Usage: Modeller.py \
	--template template.pdb[,template2.pdb[,template3.pdb]] \
	--chain chain[,chain2,[chain3]]	--target target.pir \
	--align alignment-file.ali [--has-align]

It has following parameters:

  • --template template protein structures (multiple structures are separated by commas)
  • --chain selected chains from template protein structures (multiple templates are separated by commas)
  • --target target sequence in PIR
  • --align file to store sequence alignments
  • --has-align OPTIONAL: whether we have already have alignment file

Convert table to wiki format

R script for formatting a table (e. g. in csv format) to wiki table format: format_to_wiki_table.r

Task 8

Calculator for residue conservation in MSA

This python script helps you to calculate conservation of residues in a MSA in FASTA format. First entry in the FASTA file should be the query sequence.

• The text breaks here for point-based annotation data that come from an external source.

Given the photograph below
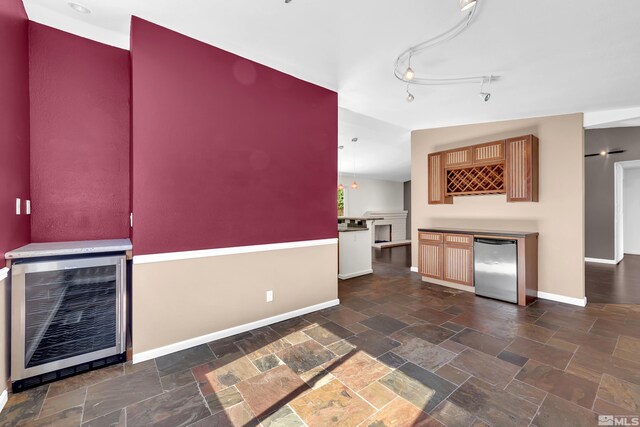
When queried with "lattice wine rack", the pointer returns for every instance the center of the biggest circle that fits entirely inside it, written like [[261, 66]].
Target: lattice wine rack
[[475, 180]]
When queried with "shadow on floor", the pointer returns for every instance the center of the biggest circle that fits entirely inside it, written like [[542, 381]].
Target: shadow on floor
[[613, 284]]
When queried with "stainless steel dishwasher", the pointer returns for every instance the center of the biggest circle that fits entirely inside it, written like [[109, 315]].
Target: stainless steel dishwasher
[[495, 267]]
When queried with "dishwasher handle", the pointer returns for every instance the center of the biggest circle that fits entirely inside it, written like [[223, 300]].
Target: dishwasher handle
[[496, 242]]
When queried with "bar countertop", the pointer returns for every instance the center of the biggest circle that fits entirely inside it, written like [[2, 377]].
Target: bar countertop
[[480, 232], [35, 250]]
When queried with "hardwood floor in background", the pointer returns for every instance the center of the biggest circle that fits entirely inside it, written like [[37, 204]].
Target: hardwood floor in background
[[614, 284]]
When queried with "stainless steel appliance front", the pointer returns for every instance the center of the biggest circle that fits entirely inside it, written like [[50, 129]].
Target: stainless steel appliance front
[[66, 312], [495, 264]]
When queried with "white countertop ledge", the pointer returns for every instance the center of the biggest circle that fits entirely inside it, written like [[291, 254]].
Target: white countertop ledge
[[35, 250]]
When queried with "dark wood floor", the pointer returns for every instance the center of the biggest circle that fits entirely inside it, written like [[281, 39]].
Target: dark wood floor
[[614, 284]]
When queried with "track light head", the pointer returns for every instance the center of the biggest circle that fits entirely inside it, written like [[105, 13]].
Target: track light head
[[466, 5], [409, 74], [410, 96]]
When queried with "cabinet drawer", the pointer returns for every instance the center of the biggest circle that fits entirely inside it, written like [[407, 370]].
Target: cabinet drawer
[[430, 260], [459, 239], [489, 153], [457, 158], [430, 237]]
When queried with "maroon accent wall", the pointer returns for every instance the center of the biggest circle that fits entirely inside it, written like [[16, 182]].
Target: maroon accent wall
[[226, 152], [14, 124], [80, 137]]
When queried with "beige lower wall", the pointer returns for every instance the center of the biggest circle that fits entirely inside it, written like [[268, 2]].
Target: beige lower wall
[[173, 301], [5, 313], [558, 216]]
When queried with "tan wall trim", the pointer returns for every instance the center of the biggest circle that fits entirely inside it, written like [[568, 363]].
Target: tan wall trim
[[176, 301]]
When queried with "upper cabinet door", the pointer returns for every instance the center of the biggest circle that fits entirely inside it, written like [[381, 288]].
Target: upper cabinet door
[[489, 153], [457, 158], [521, 172], [436, 180]]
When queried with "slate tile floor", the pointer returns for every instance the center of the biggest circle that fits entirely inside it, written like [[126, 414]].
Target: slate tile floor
[[397, 352]]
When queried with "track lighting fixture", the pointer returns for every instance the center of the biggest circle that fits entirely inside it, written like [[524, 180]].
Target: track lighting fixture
[[410, 96], [466, 4], [409, 74], [604, 153], [404, 72], [485, 96]]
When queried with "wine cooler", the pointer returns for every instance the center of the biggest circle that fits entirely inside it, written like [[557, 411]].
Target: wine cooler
[[67, 317]]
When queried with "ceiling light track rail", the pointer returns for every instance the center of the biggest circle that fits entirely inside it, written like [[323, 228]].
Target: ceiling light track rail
[[404, 72]]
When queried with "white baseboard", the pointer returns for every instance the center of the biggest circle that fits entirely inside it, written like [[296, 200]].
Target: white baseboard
[[192, 342], [4, 398], [352, 275], [601, 261], [561, 298]]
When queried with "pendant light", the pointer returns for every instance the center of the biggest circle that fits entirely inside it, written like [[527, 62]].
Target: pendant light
[[340, 186], [354, 184]]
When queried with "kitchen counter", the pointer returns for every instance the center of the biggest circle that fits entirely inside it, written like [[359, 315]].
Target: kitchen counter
[[480, 232], [351, 229], [36, 250]]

Usage: python msa-conservation.py <MSA.fasta> residue_pos1,[residue_pos2,[...]]

Molecular visualization

To look at protein structures you can use any molecular visualization programm. Here are a few options:

  • PyMOL -> installed on the i12k-biolab computers
  • Jmol, e.g. via PDB
  • VMD
  • the SRS 3D server -- unfortunately not working any more. Maybe Aquaria will become publicly available within this practical.

Changing Blast output

By default, Blast lists 500 search hits and 250 alignment details. This can be changed (see Blast manual for details):

  • You can use a custom output format to get a table with "-m 8" (see "-help" or this hint on how to parse Blast output).
  • You can use "-b" to set the number of alignments to be shown, "-b 20000" is the maximum.


Modeller

Troubleshooting

A very common error from Modeller is the following: "Sequence difference between alignment and pdb" . This usually means the structure of the template available in PDB (which was experimentally solved) has missing residues, which could be a result of technical problems with the X-ray diffraction data. Therefore, you need to make sure sure target-template alignment uses the sequence implied in the ATOM records, not the SEQRES record. To locate the error you could e.g. generate a fasta sequence can be generated from the PDB file coordinates, align this sequence with the fasta sequence for the SEQRES sequence and check for missing residues (gaps within the alignment). If residues are missing, regenerate you target template alignment based on the new fasta sequence made from the coordinates.

SNAP

There is a very brief explanation about SNAP available here --> Media:SNAP.pdf.

Energy Minimization

There is a script to automatically run energy minimizations with Gromacs here --> MutEn.pl.


R

Error in hist.default(a$V2, main = "evals") : 'x' must be numeric

Blast uses non-standard scientific notation and ommits the preceding 1 for eValues like 'e-190'. Change it to '1e-190' and R will stop complaining.